Me gusta su camisa beis, cuidadosamente abotonada hasta el cuello, al cual cubre por entero; las mangas largas, finas, aferradas a la piel hasta el final de las muñecas, fruncidas, no dejando escapar un milímetro del blanco pálido que ha de ocultarse. A pesar de lo que pueda parecer, la tela es liviana, tiene un aire vaporoso a la vez que pétreo, parado en el tiempo, como sus manos dispuestas sobre el regazo. Una falda hasta los pies, verde y aterciopelada permite ver la punta de unos zapatos cuadrados, marrones de piel, la hebilla metálica se distingue en uno de ellos, cubierta de polvo, como si hiciera años que no se movieron. Las manos, níveas y hieráticas, sin gesto perceptible. Sé que si las moviera sería para levantarse y marcharse. Pero algo la retiene. El cabello, un recogido de varios siglos atrás, es sobrio y muestra la discreción requerida, de aquel entonces, en su sexo.

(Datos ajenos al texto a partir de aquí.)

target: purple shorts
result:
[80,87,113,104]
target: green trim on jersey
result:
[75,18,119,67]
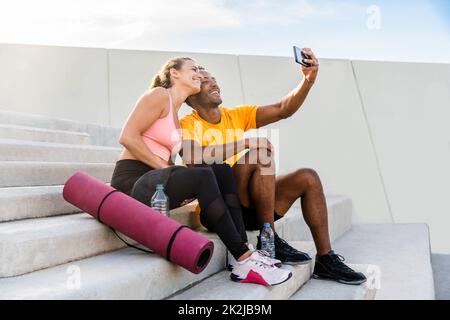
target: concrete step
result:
[0,242,225,300]
[334,224,435,300]
[169,241,315,300]
[289,264,380,300]
[0,161,115,188]
[432,253,450,300]
[0,139,120,163]
[0,205,205,277]
[0,213,125,277]
[0,124,91,145]
[0,110,120,147]
[275,195,353,242]
[0,185,200,222]
[0,185,81,222]
[0,195,352,277]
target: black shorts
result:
[241,205,283,231]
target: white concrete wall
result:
[353,61,450,252]
[0,45,450,253]
[239,56,391,222]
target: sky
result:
[0,0,450,63]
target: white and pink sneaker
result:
[227,243,282,271]
[230,251,292,286]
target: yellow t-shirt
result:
[180,105,258,166]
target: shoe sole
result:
[282,259,312,266]
[312,274,367,286]
[230,272,292,287]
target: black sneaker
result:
[256,232,312,266]
[313,250,367,285]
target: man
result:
[180,48,366,284]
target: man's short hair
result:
[185,66,206,108]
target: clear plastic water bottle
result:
[150,184,169,217]
[260,222,275,259]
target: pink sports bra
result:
[142,94,181,161]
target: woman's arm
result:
[119,88,169,169]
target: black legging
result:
[131,164,248,259]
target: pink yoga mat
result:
[63,172,214,274]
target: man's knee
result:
[235,148,275,174]
[295,168,322,187]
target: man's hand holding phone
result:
[294,46,319,84]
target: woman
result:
[111,58,291,285]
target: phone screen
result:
[294,46,311,67]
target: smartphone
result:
[294,46,311,67]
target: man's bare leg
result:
[233,150,275,231]
[275,169,331,256]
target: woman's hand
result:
[301,48,319,84]
[245,137,273,151]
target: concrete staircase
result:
[0,111,434,300]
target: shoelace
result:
[330,253,355,272]
[256,250,272,266]
[277,236,298,252]
[250,250,275,269]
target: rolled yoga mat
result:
[63,172,214,274]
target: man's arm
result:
[180,138,272,166]
[256,48,319,128]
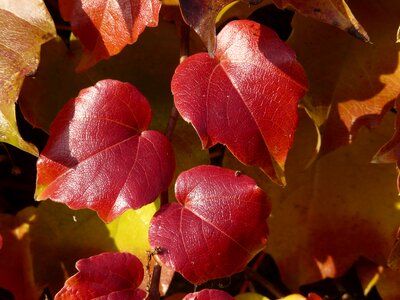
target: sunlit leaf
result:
[55,252,146,300]
[0,0,55,156]
[273,0,369,42]
[60,0,161,70]
[224,109,400,299]
[172,21,307,183]
[182,289,234,300]
[35,80,175,222]
[179,0,262,55]
[289,0,400,152]
[149,166,271,284]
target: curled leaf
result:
[55,252,146,300]
[60,0,161,70]
[171,20,307,183]
[35,80,175,222]
[273,0,370,42]
[149,166,271,284]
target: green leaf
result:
[0,0,55,156]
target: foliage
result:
[0,0,400,300]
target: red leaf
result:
[149,166,271,284]
[60,0,161,70]
[172,20,307,182]
[55,252,146,300]
[179,0,262,54]
[35,80,175,222]
[182,289,235,300]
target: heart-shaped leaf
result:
[182,289,235,300]
[55,252,146,300]
[149,166,271,284]
[35,80,175,222]
[60,0,161,70]
[179,0,262,54]
[273,0,369,42]
[172,20,307,182]
[0,0,56,156]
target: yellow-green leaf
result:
[0,0,56,155]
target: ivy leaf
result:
[273,0,370,42]
[0,0,56,156]
[172,20,307,183]
[288,0,400,152]
[60,0,161,70]
[179,0,262,55]
[35,80,175,222]
[149,166,271,284]
[55,252,146,300]
[182,289,234,300]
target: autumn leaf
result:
[0,0,56,156]
[35,80,175,222]
[179,0,262,55]
[149,166,271,284]
[59,0,161,71]
[273,0,369,42]
[182,289,234,300]
[55,252,146,300]
[224,112,400,299]
[289,0,400,152]
[171,21,307,183]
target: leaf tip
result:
[347,26,372,44]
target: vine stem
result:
[147,263,161,300]
[160,14,190,206]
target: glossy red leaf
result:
[182,289,235,300]
[59,0,161,69]
[149,166,271,284]
[179,0,262,54]
[55,252,146,300]
[172,20,307,182]
[35,80,175,222]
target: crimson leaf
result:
[60,0,161,69]
[149,166,271,284]
[55,252,146,300]
[182,289,234,300]
[179,0,262,54]
[172,20,307,183]
[35,80,175,222]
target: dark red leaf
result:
[182,289,235,300]
[59,0,161,69]
[172,20,307,182]
[55,252,146,300]
[179,0,262,54]
[35,80,175,222]
[149,166,271,284]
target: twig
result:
[147,263,161,300]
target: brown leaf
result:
[273,0,369,42]
[289,0,400,151]
[0,0,55,155]
[224,109,400,299]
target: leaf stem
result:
[147,263,161,300]
[160,14,190,206]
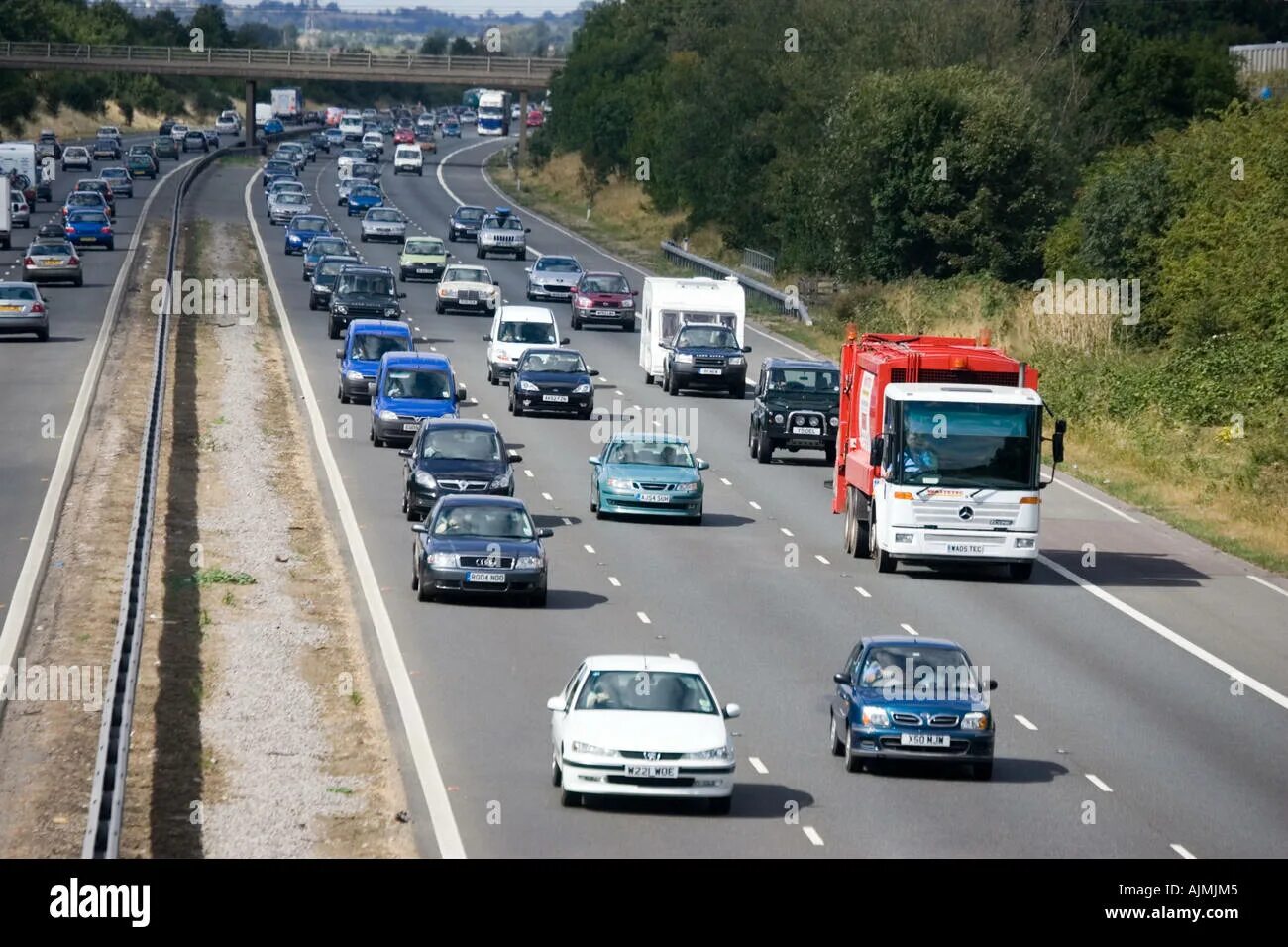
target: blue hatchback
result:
[368,352,473,447]
[286,214,331,254]
[828,635,997,780]
[335,320,416,404]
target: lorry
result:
[270,89,304,125]
[832,326,1066,582]
[640,275,747,385]
[478,90,510,136]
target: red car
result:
[572,273,639,333]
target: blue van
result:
[368,352,478,447]
[335,320,416,404]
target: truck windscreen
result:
[892,401,1042,489]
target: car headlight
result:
[684,743,733,760]
[862,707,890,727]
[572,740,621,756]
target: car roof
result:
[583,655,702,676]
[349,320,411,336]
[498,305,555,322]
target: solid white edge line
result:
[0,158,197,684]
[1248,576,1288,596]
[1038,553,1288,710]
[1050,479,1140,526]
[242,170,467,858]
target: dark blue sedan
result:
[411,493,554,608]
[829,635,997,780]
[286,214,331,254]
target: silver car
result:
[362,207,407,244]
[22,240,85,286]
[527,256,583,303]
[268,192,313,227]
[0,282,49,342]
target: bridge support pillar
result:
[514,89,528,175]
[246,78,255,149]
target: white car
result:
[394,145,425,177]
[434,266,501,316]
[546,655,742,815]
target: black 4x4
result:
[747,359,841,464]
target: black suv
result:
[662,322,751,398]
[398,417,523,520]
[747,359,841,464]
[327,266,407,339]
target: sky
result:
[224,0,581,17]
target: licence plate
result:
[626,763,680,780]
[899,733,950,749]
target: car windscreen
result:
[433,506,537,540]
[420,428,501,460]
[576,670,720,715]
[496,322,559,346]
[336,273,394,296]
[608,441,693,467]
[383,368,452,401]
[349,333,411,362]
[523,352,587,374]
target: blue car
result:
[286,214,331,254]
[368,352,471,447]
[63,210,116,250]
[335,320,416,404]
[590,434,711,526]
[345,184,385,217]
[829,635,997,780]
[411,493,554,608]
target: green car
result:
[398,237,447,282]
[125,154,158,180]
[589,433,711,526]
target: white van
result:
[640,275,747,385]
[394,145,425,176]
[483,305,568,385]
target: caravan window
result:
[661,309,738,339]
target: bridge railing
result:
[0,42,564,78]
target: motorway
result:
[0,124,1288,858]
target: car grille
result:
[438,478,490,493]
[458,556,514,570]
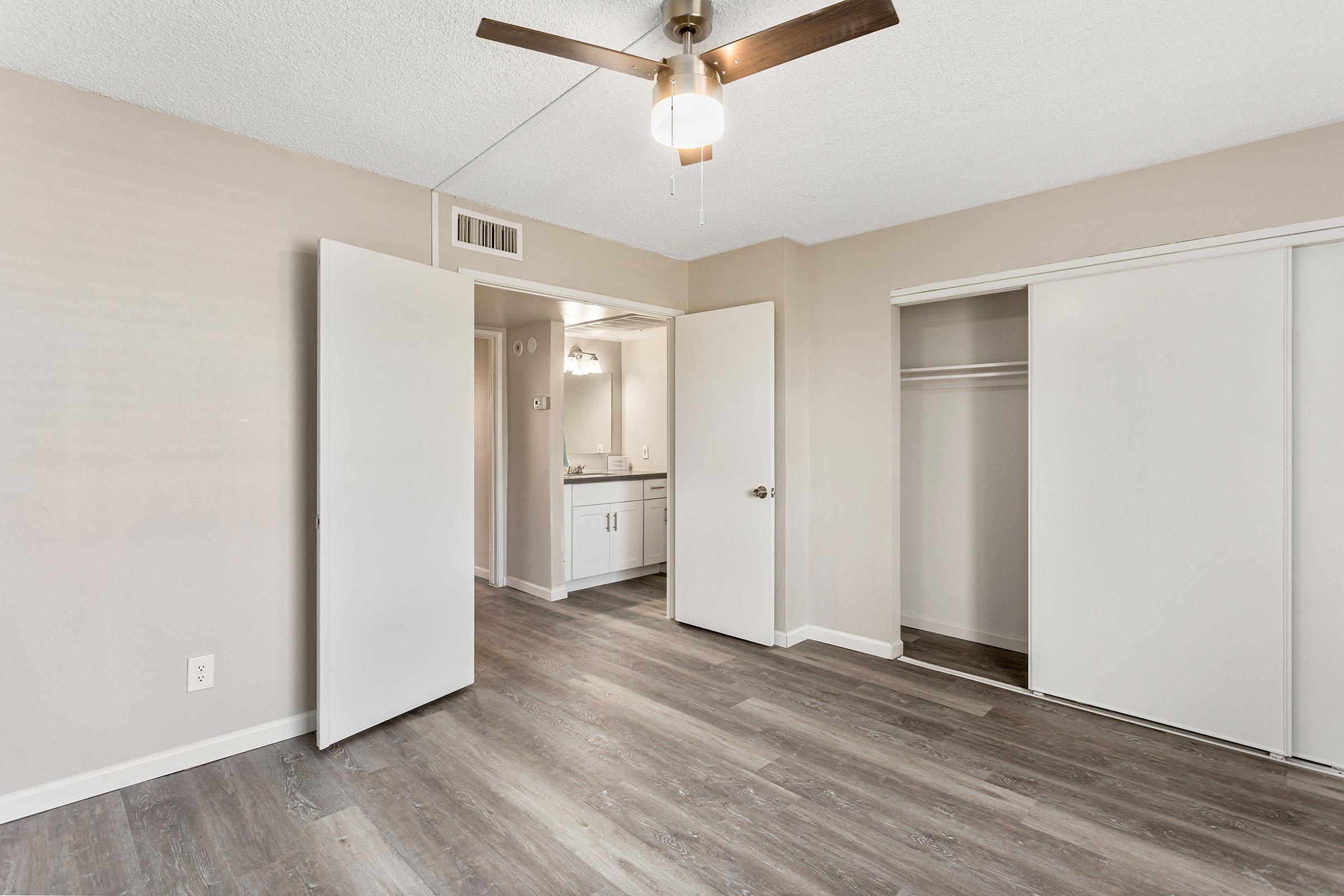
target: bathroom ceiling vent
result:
[564,312,666,340]
[453,206,523,258]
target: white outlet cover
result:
[187,653,215,692]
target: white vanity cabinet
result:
[610,501,644,572]
[570,502,612,579]
[566,478,666,587]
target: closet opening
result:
[893,289,1028,688]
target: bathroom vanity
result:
[564,470,668,591]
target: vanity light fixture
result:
[564,345,602,376]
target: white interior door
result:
[1029,250,1289,752]
[672,302,774,643]
[1293,243,1344,768]
[317,239,474,747]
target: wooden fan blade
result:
[476,19,666,81]
[700,0,900,83]
[676,144,713,165]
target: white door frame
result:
[457,267,685,619]
[476,325,508,589]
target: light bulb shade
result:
[649,93,723,149]
[649,54,723,149]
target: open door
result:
[672,302,774,643]
[317,239,474,747]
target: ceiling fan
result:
[476,0,899,165]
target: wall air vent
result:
[453,206,523,259]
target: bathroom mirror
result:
[564,374,615,454]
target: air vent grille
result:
[564,312,666,340]
[453,207,523,258]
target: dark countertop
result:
[564,470,668,485]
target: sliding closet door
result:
[1293,243,1344,768]
[1029,250,1289,752]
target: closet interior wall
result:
[899,289,1027,656]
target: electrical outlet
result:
[187,653,215,690]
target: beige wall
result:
[10,63,1344,792]
[0,70,430,792]
[0,70,685,794]
[473,336,494,575]
[504,321,564,589]
[621,326,668,473]
[808,124,1344,640]
[688,239,812,631]
[438,195,687,310]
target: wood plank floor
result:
[900,626,1027,688]
[0,576,1344,896]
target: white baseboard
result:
[504,575,570,600]
[564,563,666,591]
[774,626,902,660]
[900,613,1027,653]
[0,712,317,825]
[808,626,900,660]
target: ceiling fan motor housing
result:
[662,0,713,44]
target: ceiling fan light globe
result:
[649,93,723,149]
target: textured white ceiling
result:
[0,0,1344,258]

Miro su rostro. Mi respiración se corta, no deseo seguir mirando aquella aberración que me niego a aceptar, y sin embargo, me atrae el horror que experimento.

Su rostro no existe. Es una cara borrada. La piel lisa y tersa recuerda a la piel que recubre la frente de una niña. ¿Qué le ocurrió a la joven para que su rostro dejara de existir?

De repente se me ocurre que si no tiene una nariz que aspire el oxígeno no podrá respirar. Si no respira, no vivirá.

De inmediato el cuerpo se balancea hacia un lado y se desmorona despacio, con elegancia, hasta dar contra el suelo de lleno. Muerta.